Perhaps this is a problem best suited to the community organizing skills of our President Elect. If we are to recover a sense of reality of our own wellness, that recovery may be achieved through grass-roots activities concerned with health as a matter of regular maintenance, rather than with "health maintenance" as a business plan for increased revenue. At the risk of borrowing shamelessly from Georges Clemenceau, I have come to feel that my own health is too serious to be entrusted to a Health Maintenance Organization or any of the other similar institutions currently in place. If communities could be empowered to deal with the fundamental maintenance of wellness, then they might raise the power to shift the priorities and procedures of those institutions that put health care in crisis in the first place.
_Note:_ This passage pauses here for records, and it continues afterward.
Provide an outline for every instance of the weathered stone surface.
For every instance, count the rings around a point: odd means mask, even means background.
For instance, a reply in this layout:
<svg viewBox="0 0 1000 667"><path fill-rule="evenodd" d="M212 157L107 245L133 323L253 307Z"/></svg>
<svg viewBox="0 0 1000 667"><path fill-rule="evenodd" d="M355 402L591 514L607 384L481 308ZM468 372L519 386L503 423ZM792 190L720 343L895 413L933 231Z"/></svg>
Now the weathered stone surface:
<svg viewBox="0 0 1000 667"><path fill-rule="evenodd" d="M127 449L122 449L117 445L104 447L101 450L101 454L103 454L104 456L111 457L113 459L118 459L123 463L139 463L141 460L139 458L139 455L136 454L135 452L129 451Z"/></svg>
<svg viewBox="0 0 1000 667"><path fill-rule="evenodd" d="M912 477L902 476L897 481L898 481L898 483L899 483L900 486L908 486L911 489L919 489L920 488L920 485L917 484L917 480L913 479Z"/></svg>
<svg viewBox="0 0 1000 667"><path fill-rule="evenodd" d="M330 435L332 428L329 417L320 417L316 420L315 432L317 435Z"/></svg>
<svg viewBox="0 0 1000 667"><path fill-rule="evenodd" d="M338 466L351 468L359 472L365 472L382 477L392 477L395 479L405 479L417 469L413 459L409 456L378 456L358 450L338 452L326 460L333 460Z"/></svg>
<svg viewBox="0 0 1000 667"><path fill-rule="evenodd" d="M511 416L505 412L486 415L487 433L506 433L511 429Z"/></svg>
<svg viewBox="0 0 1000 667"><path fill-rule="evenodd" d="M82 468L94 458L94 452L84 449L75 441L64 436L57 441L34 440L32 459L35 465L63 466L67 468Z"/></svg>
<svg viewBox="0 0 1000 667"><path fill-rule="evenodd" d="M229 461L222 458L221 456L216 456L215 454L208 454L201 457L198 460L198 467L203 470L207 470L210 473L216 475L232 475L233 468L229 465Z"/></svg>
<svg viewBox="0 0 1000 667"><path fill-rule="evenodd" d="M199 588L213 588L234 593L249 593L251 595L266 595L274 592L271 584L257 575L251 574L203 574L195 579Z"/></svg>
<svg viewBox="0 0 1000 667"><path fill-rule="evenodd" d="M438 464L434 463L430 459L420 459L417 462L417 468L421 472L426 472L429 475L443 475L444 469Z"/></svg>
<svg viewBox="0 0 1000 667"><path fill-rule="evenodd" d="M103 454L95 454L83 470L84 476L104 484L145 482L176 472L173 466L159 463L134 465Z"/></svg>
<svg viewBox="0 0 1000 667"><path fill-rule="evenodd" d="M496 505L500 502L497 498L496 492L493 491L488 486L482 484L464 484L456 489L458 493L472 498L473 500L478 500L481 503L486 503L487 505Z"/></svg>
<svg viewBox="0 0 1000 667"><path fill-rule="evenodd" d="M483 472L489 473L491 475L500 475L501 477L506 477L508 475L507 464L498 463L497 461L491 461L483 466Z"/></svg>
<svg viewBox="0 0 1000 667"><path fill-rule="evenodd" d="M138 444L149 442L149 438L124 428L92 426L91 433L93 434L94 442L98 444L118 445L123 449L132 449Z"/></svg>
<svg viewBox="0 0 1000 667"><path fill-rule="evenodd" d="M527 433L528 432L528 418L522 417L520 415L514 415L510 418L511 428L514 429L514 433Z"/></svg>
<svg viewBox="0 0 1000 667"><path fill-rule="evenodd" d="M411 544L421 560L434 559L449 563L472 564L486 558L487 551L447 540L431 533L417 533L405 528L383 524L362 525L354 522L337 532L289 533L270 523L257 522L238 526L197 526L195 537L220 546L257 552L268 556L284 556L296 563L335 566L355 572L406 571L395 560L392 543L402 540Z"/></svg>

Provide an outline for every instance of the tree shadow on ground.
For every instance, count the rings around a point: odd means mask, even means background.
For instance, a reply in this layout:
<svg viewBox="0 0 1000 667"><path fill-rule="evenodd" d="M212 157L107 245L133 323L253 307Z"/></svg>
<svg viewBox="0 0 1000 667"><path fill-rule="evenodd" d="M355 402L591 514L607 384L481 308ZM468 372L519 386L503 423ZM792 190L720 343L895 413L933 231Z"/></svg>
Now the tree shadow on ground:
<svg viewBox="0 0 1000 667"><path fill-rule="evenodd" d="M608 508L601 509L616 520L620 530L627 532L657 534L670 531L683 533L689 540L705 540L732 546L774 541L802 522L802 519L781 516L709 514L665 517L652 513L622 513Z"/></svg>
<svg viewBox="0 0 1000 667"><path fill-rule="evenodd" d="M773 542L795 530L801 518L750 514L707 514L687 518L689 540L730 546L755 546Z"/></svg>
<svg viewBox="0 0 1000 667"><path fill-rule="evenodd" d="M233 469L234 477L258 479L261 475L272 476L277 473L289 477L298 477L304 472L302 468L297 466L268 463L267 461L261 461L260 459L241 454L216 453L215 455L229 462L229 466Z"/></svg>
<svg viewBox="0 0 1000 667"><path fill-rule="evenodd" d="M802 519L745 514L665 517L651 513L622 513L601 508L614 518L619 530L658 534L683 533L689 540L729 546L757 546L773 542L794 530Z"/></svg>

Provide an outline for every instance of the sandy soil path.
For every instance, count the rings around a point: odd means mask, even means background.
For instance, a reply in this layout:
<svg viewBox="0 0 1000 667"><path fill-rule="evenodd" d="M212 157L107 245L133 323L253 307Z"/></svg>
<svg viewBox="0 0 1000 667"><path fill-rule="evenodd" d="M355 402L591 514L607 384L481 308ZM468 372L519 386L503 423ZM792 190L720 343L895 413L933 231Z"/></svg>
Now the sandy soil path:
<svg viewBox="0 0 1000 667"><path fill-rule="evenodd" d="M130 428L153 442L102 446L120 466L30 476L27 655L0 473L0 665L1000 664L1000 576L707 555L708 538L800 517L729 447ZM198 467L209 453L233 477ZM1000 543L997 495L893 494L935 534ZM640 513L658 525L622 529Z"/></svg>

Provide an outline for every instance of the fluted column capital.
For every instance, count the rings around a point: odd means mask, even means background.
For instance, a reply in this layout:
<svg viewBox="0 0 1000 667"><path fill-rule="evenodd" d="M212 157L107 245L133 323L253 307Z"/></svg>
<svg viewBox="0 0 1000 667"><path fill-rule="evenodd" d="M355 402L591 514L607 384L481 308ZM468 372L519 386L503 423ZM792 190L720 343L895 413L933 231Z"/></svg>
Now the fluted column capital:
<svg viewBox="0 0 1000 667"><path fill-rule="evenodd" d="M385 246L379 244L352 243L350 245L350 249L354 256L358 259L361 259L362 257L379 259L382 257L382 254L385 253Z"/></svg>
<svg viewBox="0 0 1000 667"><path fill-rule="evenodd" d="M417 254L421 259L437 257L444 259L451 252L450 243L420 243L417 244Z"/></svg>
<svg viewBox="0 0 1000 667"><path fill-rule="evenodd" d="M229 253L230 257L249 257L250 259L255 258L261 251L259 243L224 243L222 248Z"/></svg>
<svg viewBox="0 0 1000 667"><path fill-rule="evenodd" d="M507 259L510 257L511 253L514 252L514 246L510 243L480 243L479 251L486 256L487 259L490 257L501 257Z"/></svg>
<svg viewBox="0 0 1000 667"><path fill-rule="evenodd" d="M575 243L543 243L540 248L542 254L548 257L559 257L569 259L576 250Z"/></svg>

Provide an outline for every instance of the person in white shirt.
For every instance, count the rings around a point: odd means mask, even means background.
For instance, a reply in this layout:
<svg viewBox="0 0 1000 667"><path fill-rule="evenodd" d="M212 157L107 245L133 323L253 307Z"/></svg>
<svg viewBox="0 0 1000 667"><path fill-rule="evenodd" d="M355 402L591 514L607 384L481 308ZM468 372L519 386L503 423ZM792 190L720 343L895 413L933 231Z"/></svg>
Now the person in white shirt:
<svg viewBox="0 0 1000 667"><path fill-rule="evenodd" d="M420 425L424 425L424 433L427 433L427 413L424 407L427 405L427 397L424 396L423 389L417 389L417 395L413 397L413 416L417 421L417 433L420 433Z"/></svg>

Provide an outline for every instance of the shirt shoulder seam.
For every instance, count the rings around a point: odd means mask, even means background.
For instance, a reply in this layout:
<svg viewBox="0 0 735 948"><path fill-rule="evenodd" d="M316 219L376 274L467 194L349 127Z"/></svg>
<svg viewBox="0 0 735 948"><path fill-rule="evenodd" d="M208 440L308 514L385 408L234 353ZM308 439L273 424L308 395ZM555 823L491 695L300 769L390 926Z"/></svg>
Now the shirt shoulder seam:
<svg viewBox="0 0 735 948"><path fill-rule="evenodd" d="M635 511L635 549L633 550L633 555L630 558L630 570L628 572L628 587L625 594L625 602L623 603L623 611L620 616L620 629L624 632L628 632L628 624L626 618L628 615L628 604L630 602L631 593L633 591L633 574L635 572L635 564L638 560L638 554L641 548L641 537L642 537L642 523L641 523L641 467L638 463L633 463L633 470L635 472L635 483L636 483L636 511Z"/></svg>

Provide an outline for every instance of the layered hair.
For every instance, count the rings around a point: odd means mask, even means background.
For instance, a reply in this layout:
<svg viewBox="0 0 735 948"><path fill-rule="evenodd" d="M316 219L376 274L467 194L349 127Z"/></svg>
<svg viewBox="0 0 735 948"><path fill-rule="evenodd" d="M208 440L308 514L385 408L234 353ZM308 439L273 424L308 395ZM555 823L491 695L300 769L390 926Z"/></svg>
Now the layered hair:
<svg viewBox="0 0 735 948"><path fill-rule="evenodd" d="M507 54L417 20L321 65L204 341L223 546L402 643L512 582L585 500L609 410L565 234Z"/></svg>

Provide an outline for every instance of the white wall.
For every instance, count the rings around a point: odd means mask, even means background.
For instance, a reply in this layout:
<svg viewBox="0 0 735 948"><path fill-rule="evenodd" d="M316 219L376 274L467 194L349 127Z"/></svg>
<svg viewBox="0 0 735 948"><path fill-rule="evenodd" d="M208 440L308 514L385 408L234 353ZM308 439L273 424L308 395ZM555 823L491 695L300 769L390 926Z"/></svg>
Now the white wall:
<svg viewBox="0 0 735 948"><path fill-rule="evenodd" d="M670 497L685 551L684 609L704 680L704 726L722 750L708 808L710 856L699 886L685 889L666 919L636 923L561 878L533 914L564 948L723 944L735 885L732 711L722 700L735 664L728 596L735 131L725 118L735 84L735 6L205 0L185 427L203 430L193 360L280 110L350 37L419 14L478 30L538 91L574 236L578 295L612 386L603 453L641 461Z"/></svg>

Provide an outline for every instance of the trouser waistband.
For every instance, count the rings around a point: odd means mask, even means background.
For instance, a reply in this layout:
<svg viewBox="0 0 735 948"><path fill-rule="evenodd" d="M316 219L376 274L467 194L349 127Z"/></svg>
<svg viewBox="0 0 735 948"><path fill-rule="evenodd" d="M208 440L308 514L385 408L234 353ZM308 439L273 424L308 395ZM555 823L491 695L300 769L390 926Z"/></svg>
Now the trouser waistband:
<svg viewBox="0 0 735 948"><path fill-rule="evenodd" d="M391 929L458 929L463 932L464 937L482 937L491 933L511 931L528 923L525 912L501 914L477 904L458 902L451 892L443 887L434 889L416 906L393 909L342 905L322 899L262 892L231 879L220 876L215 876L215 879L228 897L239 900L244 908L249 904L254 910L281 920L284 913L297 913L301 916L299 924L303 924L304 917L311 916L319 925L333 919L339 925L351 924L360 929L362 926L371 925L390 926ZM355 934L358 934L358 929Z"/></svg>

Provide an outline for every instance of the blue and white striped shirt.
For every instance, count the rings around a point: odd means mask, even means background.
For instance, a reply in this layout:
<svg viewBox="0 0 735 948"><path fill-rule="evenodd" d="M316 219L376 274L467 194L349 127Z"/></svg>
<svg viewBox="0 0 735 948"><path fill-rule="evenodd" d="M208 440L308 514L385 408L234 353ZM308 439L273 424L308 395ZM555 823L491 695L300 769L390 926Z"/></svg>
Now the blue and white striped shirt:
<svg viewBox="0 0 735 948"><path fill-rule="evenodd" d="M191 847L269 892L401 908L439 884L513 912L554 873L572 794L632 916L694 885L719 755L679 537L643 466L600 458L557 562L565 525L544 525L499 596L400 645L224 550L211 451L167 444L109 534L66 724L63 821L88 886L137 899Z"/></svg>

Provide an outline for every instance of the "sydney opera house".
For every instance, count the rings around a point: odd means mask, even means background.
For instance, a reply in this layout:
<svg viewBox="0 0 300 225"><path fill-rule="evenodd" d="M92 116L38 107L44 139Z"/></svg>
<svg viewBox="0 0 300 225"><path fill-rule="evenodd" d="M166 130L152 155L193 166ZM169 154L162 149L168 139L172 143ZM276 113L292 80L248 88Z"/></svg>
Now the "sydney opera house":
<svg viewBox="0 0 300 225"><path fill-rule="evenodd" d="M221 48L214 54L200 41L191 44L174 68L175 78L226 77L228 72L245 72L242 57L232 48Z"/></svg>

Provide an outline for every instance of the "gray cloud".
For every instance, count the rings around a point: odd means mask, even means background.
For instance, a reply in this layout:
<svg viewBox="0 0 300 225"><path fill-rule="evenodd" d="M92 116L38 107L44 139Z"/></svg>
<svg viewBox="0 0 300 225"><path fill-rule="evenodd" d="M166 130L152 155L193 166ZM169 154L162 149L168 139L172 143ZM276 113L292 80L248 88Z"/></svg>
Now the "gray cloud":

Since this is not my primary area of expertise, I can confess to being a bit shy on the details; but this strikes me as being as good a target for "the audacity of hope" as any!

2 comments:

Anonymous said...

Stephen

an interesting adjunct to this. An economist told me about a study he conducted into the Irish Pharmacy sector (drug dispensing). These were (are?) quite profitable and typically run by independant pharmisists (now lots of Groups). One of his conclusions was the profits that the pharmisists made included an advice component.

Lots of older people went to the pharmisist as their primary care provider who typically would recommend a simple remedy (non perscription medicine) or for them to consult their doctor. The conversation between the pharmisist and the individual was a critical (but underappreciated) part of primary healthcare provision.

It was quite common for the pharmisist to ring doctors based on their knowledge of individuals to query perscriptions - i.e. catching doctors misprescribing and also being more aware of drug interactions than doctors in some cases.

Dermot

http://www.10thmonth.net/detrius

Stephen Smoliar said...

I think it would be fair to say that, for most of the twentieth century (not to mention previous centuries) in the United States, the pharmacist was a professional, who, in contemporary language, could be called a "knowledge worker." Much of that knowledge work involved acquiring and drawing upon knowledge of both customers and their physicians. These days, the practices of a pharmacist are so rigidly regulated that the opportunities for such knowledge work have been heavily eroded. As a result, the pharmacist can no longer engage in understanding-based conversations with either customers or their physicians. This is a perfect example of how a critical profession has lost touch with the reality of health care.